Staged under the cover of darkness and imbued with a subtle yet high-stakes sense of emotional drama, the music that Kai Bosch crafts makes a lot of sense if you look not at where he’s come from, but where he’s been. Having uprooted himself aged 17 from the sleepy town of Polzeath, Cornwall to the throbbing nightlife of Berlin before moving to London, his music is as indebted to the pursuit of sensation as its author.

If the narrative of the small town boy finding himself in the big city sounds like one taken from a coming-of-age film, then Kai’s early years serve only to amp up the redemptive story arc even further. It’s easy to forget given the positive recent leaps in queer representation in the media that, even half a decade ago, the public role models for a young gay man growing up in a “very Tory, very closed-minded” area were far more limited. “I came out when I was 14, I was the only gay kid at school and I didn’t quite know how to act,” he recalls. “At the time, the only film on Netflix that was gay was called ‘Gay Best Friend’ so you bet I became that. All of a sudden I changed my voice, bleached my hair and started wearing iridescent silver jackets and horrendous foundation. The further and further I got into that, I really did have an identity crisis that took quite a long time to pull myself out of.”
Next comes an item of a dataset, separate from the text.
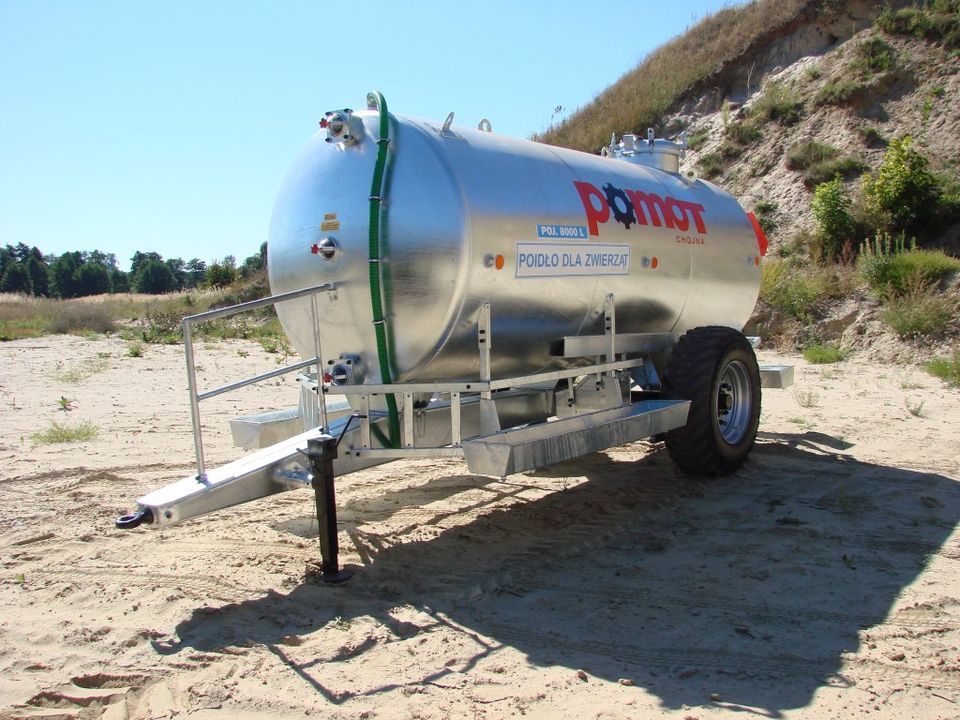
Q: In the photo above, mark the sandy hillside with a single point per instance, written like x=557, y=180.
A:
x=821, y=581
During this time, however, Kai had started to discover artists such as Lana Del Rey and Lorde – people whose music embraced sadness and vulnerability, and who showed that there was a beauty to be found in life’s messy grey areas. These were women who could transport you to a whole different universe, one far removed from the blinkered reality Kai was actually living in. “From then on, music really became the only thing that helped me cope and escape,” he says. “I think someone like Lana probably resonated with me because I wasn’t very happy at the time. I’d listen to her and get to be in my own world.”
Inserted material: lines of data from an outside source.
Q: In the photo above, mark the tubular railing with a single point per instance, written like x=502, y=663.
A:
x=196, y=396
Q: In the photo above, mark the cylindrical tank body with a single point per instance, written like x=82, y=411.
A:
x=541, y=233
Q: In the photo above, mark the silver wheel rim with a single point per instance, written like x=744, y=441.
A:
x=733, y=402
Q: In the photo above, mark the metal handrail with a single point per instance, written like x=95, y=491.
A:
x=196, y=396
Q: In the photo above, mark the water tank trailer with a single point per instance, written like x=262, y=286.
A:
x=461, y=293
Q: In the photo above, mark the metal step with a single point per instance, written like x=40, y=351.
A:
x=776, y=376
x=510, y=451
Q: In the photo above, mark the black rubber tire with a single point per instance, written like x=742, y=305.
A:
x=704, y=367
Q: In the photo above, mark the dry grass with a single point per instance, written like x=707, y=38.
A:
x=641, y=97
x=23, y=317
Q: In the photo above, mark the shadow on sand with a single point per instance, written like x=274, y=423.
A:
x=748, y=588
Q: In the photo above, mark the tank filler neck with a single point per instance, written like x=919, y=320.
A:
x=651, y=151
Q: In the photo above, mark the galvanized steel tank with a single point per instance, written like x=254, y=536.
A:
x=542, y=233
Taking this increasingly important passion, teaching himself the keyboard and starting to write in secret, it took a while for Kai to let anyone into the private musical safe space that he’d started to build. But by the time he reached his second year of college, it just became everything. He applied early to Goldsmiths, was accepted to start on a music course the following year and immediately left for Berlin.

Inspired more by the idea of articulating feeling than any particular genre, the sensory explosion of his new life quickly translated into ripe material. The duality of vulnerability and hedonism that runs through Kai’s music, can all be traced to those formative Berlin months.